Throughout the exhibition you see a woman who, rather than succumb to a life as an invalid, is defiant in the face of it, more than that, finds the lighter side of life . Plaster corsets are ornately painted, there’s her prosthetic leg with a beautifully made red leather boot with an appliquéd silk and Chinese motif, to which Kahlo tied bells to the laces. And her wardrobe, a large collection of indigenous textiles, clearly demonstrates her allegiance and pride for Mexico, an appreciation of colour and style, but also practically hid her disabilities. By making herself up, Kahlo distracted the world from what she didn’t have and instead focused the attention on all the things that she did.

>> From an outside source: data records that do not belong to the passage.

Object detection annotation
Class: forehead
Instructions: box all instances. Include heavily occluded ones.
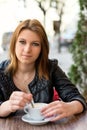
[18,29,41,41]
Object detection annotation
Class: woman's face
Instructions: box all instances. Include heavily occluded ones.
[15,29,41,64]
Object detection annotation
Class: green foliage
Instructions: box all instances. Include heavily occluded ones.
[68,0,87,100]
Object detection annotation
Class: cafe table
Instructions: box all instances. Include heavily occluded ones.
[0,107,87,130]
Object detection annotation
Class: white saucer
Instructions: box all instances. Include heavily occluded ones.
[22,114,52,125]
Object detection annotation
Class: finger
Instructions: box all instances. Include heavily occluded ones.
[51,113,65,122]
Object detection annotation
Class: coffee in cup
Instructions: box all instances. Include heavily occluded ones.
[24,103,47,121]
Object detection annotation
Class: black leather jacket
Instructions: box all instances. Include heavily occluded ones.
[0,60,86,108]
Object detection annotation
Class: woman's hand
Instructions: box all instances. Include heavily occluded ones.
[42,101,83,121]
[9,91,32,112]
[0,91,32,117]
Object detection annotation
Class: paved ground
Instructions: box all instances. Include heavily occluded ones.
[0,48,73,74]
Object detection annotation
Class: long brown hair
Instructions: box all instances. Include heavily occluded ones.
[6,19,49,79]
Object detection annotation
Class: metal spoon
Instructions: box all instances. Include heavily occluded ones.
[27,87,34,108]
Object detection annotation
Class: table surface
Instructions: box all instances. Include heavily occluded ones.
[0,107,87,130]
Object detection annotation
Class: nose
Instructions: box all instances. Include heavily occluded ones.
[25,44,31,52]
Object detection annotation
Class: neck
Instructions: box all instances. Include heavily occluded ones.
[17,64,35,74]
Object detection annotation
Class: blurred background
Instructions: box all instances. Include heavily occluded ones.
[0,0,80,72]
[0,0,87,98]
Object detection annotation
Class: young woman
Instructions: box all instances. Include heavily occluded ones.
[0,19,86,121]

I think her fearlessness is what makes Kahlo such a potent and timeless figure of interest. People instinctively want a bit of that – they want to look like her, dress like her, be like her. She means a lot of things to a lot of people, as an artist, feminist, activist, communist, a maverick, I think to sum it all up, it’s best to leave it to Kahlo herself. “I used to think I was the strangest person in the world but then I thought there are so many people in the world, there must be someone just like me who feels bizarre and flawed in the same ways I do. I would imagine her, and imagine that she must be out there thinking of me too. Well, I hope that if you are out there and read this and know that, yes, it's true I'm here, and I'm just as strange as you."
Frida Kahlo: Making Her Self Up is at the V&A until November 4, 2018.